One other disappointing development for 2008 is the return of my grandmother’s cancer. She too had been deemed cancer-free, only to see the return of her pancreatic cancer in early December of this year. She is likely to begin chemotherapy again soon, depending on some forthcoming test results. As bad as this seems, I still often think of how blessed I am. I am the only 32-year-old person I know that still has all four of his grandparents still living, and living unassisted at that.

2008 was also a year of reconnections for me. Thanks to Facebook, I’ve managed to get back in touch with so many people that I thought I’d never hear from again. It is so nice to get caught up with so many people that I’d lost track of over the years.

So, as 2008 ends, I remain unemployed. If I had known the worst economy in my lifetime was about to begin, would I have changed my decision to leave the position with the non-profit? It’s hard to say. Part of me says yes – I would have wanted to keep that stability, but part of me knows that I’m just not the kind of person that can stay someplace when it doesn’t fit with my beliefs.
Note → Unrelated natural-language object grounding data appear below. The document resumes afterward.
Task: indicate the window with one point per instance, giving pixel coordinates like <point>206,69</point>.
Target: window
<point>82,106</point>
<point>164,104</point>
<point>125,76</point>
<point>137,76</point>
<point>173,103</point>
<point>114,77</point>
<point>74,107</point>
Yes, 2008 had its share of ups and downs, and a lot of people might say mostly downs, but I try to see the positive side of all that has happened. I’d be lying if I didn’t say that sometimes, in weaker moments, I questioned the existence of God, or wondered why He was doing this to my family. Each time, however, I end up coming back to Him and praying to Him.

2009
As I enter 2009, it is indeed a year of uncertainty. With economic times as bad as they are, one must wonder how this job search is going to move forward. It is important to me that I once again become part of society and I will find a place where I can not only support myself, but also in some way help others.

The health of my family is in question. Surgery and chemotherapy are givens, but even with that, results are unclear. I do know that my family and I will make the best of whatever hand we are dealt.

With that, I ask each of you to love those in your life, and don’t take anything for granted. I wish you all nothing but the best for 2009.